You are a helpful, concise voice assistant. Keep answers short —
one or two sentences unless more is clearly needed.
"""

[tts]
platform = "openai"
url = "http://localhost:9094/v1/audio/speech"
api_key = "NONE"
model = "piper"
voice = "en_US-ryan-high"

Build and run the EchoKit server from source (https://github.com/second-state/echokit_server):

git clone https://github.com/second-state/echokit_server
cd echokit_server
## Put your config.toml and a hello.wav in the working directory.
cargo build --release
RUST_LOG=info ./target/release/echokit_server

On the device side, pair via the https://echokit.dev/setup/ page over Bluetooth and set the WebSocket server URL to:

ws://<your-machine-ip>:8080/ws/

Note the ws:// (not http://) scheme and the trailing /ws/ path — both are required. The same URI can be pasted into the browser tester at https://echokit.dev/chat/ to validate the server without the device.


5. Bringing it up

Start services in this order; each one leaves a foreground process, so use separate terminals or a multiplexer:

  1. Ollama — already running as a systemd service after install.
  2. whisper-server on port 9092 (section 2).
  3. Piper Flask wrapper on port 9094 (section 3).
  4. echokit_server on port 8080 (section 4).

If something misbehaves, curl each local endpoint in isolation to pinpoint the stage. RUST_LOG=debug on the EchoKit server will show which upstream call failed.
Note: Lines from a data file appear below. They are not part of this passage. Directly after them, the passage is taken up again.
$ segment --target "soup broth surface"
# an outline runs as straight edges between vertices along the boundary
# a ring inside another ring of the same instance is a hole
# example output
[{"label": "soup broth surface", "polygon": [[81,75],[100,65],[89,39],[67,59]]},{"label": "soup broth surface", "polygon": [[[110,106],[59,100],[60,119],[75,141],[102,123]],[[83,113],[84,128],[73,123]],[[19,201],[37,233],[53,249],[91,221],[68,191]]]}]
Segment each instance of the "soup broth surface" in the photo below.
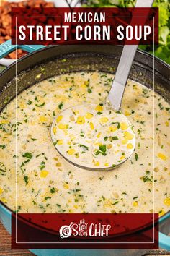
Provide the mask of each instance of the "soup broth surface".
[{"label": "soup broth surface", "polygon": [[52,142],[55,116],[75,105],[104,102],[112,80],[96,72],[40,82],[17,97],[17,123],[15,100],[8,104],[0,116],[0,200],[19,213],[162,215],[169,210],[170,106],[146,87],[128,82],[122,111],[133,126],[136,146],[119,168],[79,168]]}]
Alternative paths that did not pan out

Recorded here for the benefit of anyone else considering similar approaches.

qwen3_tts_rs on GPU

Second State's own Qwen3-TTS Rust port is an attractive option — same maintainers as EchoKit itself, safetensors-based, no baked-in TorchScript device or dtype assumptions. The CPU path works out of the box (the installer's default pick) and produces excellent voice quality, including built-in named speakers like "Vivian" (named after a Second State engineer, a nice demo detail). The catch is that it is very slow on CPU — several seconds per short phrase on a 5900X — making it impractical for conversational use.

The GPU path did not work in this environment. The CLI binary hardcodes Device::Cpu; patching it to Device::cuda_if_available() and rebuilding produces a binary that panics at model load with:

Could not run 'aten::empty_strided' with arguments from the 'CUDA' backend.

Diagnosis: tch's torch-sys build script correctly emits cargo:rustc-link-lib=torch_cuda, but those link directives do not propagate to the final binary's link step. ldd on the resulting binary shows no libtorch .so files in its DT_NEEDED list — only libcudart.so.12 as a transitive dependency. RUSTFLAGS with --no-as-needed and --copy-dt-needed-entries do not help: there is nothing to save, because the libtorch libraries are never passed to the linker to begin with.

This is plausibly a tch/torch-sys packaging bug surfacing under recent Rust toolchains, which default to rust-lld as the linker on Linux. An issue has been filed upstream.

gsv_tts (GPT-SoVITS)

EchoKit's first-party local TTS option. Builds cleanly on Debian but the published v2pro model weights have baked-in fp16 and cuda:0 device assignments in the exported TorchScript graph. Any GPU path fails with either a complex_half FFT error on Ampere or a CUDAHalf / CUDAFloat type mismatch depending on which model variant is used. Only works with CUDA_VISIBLE_DEVICES="" and the .cpu.pt model variants, i.e. CPU-only. The reference-audio voice cloning also wants a cleaner recording than the shipped examples provide. Issue filed upstream. Not recommended unless voice cloning is specifically needed and the model-export problems are acceptable.

Piper via LlamaEdge tts-api-server.wasm

The official-looking path for Piper in the EchoKit/LlamaEdge ecosystem. It requires a specific WasmEdge plugin (wasi_nn-piper) that the Debian wasmedge package does not ship. Upstream plugin tarballs are built for Ubuntu 20.04 / 22.04 glibc, which does not cleanly match Debian Sid. The Python wrapper used here is simpler and more portable across distros, at the cost of depending on Python and Flask — a trade worth making.

Known limitations


Summary

Component Backend Device Status
LLM Ollama + qwen3.5:9b-q4_K_M GPU Works
ASR whisper.cpp (Debian package) CPU Works
TTS Piper via Python Flask wrapper CPU Works
End-to-end voice conversation Works

Start all four services, point the EchoKit device at ws://<your-ip>:8080/ws/, and talk.